Small Business Investor Tax Parity Act of 2025
This bill, titled the Small Business Investor Tax Parity Act of 2025, would extend the 199A deduction (the 20% deduction for qualified business income) to include a new category: qualified BDC interest dividends. These are dividends paid by electing Business Development Companies (BDCs) that are treated as Regulated Investment Companies (RICs) and that stem from the BDC’s net interest income allocated to a qualified trade or business. In effect, investors who own shares in certain BDCs would receive the same 199A treatment now available for qualified REIT dividends. The amendments apply to taxable years beginning after December 31, 2026. In plain terms, the bill seeks tax parity between investments in REITs and certain BDCs by allowing investors to subtract 20% of eligible qualified BDC interest dividends from their taxable income, just as they can for qualified REIT dividends, subject to existing 199A rules and limitations.
Key Points
- 1Adds qualified BDC interest dividends to the 199A framework, making them eligible for the same treatment as qualified REIT dividends.

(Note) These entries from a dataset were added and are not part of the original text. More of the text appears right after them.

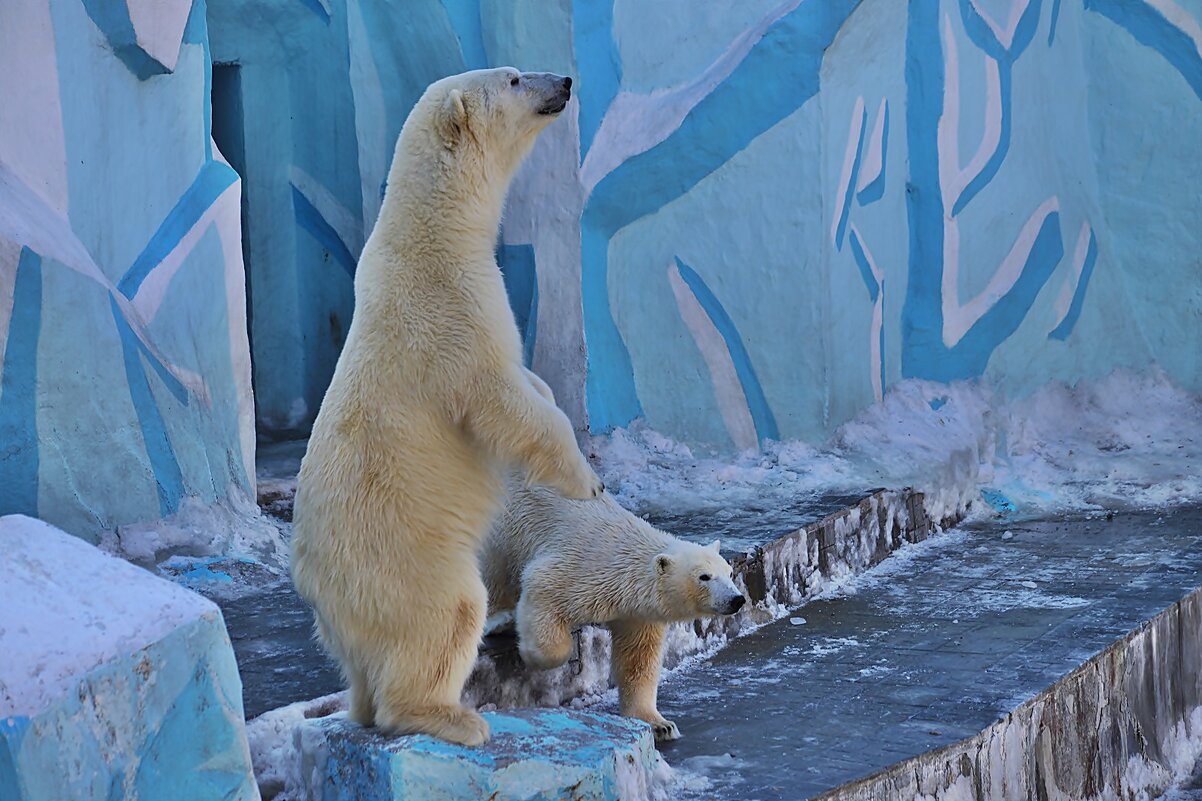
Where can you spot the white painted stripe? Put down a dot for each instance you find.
(369, 116)
(159, 27)
(31, 140)
(227, 221)
(952, 179)
(10, 254)
(727, 389)
(868, 254)
(1180, 19)
(958, 319)
(873, 160)
(27, 218)
(1005, 33)
(636, 123)
(849, 162)
(874, 346)
(1064, 301)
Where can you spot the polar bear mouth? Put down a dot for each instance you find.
(554, 106)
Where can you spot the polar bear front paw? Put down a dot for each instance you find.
(665, 729)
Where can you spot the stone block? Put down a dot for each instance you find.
(114, 683)
(533, 754)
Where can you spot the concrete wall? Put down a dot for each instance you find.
(757, 217)
(124, 366)
(753, 220)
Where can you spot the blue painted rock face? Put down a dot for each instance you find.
(533, 754)
(114, 683)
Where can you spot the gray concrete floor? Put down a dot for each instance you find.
(930, 647)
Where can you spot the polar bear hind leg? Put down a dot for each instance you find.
(637, 657)
(545, 640)
(426, 698)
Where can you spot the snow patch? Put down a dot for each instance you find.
(1128, 440)
(69, 609)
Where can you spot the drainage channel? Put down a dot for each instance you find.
(1041, 660)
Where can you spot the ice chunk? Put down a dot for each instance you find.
(113, 682)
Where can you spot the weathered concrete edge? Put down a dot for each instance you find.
(778, 576)
(1125, 724)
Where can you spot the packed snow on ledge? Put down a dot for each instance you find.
(1128, 440)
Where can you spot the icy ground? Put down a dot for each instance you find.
(929, 647)
(1128, 440)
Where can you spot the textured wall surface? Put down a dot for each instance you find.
(124, 367)
(751, 221)
(756, 217)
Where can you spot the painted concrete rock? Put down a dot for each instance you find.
(113, 683)
(533, 754)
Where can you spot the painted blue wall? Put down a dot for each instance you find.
(756, 218)
(124, 379)
(753, 220)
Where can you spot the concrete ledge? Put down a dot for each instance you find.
(1123, 725)
(533, 754)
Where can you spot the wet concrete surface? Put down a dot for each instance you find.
(278, 657)
(933, 646)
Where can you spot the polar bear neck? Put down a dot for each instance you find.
(445, 199)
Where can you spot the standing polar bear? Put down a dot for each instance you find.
(558, 564)
(428, 404)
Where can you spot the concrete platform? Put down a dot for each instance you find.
(1059, 659)
(533, 754)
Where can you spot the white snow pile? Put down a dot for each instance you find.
(69, 609)
(233, 528)
(274, 753)
(1130, 439)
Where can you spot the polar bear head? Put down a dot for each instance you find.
(495, 113)
(695, 580)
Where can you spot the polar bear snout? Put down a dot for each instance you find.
(724, 597)
(554, 90)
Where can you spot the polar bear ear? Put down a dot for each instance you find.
(454, 117)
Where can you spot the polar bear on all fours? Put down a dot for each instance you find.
(554, 564)
(428, 405)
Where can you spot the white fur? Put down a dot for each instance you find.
(428, 404)
(559, 563)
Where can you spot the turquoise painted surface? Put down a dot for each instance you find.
(866, 190)
(165, 722)
(792, 156)
(131, 345)
(533, 754)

- 2Defines “qualified BDC interest dividend” as any dividend from an electing BDC that is attributable to net interest income properly allocable to a qualified trade or business of the BDC.
- 3Defines an “electing business development company” as a BDC (per the Investment Company Act of 1940) that has elected under section 851 to be treated as a regulated investment company (RIC).
- 4Amends the relevant subsections of Section 199A to insert “qualified BDC interest dividends” after “qualified REIT dividends.”
- 5Provides an effective date: the amendments apply to taxable years beginning after December 31, 2026.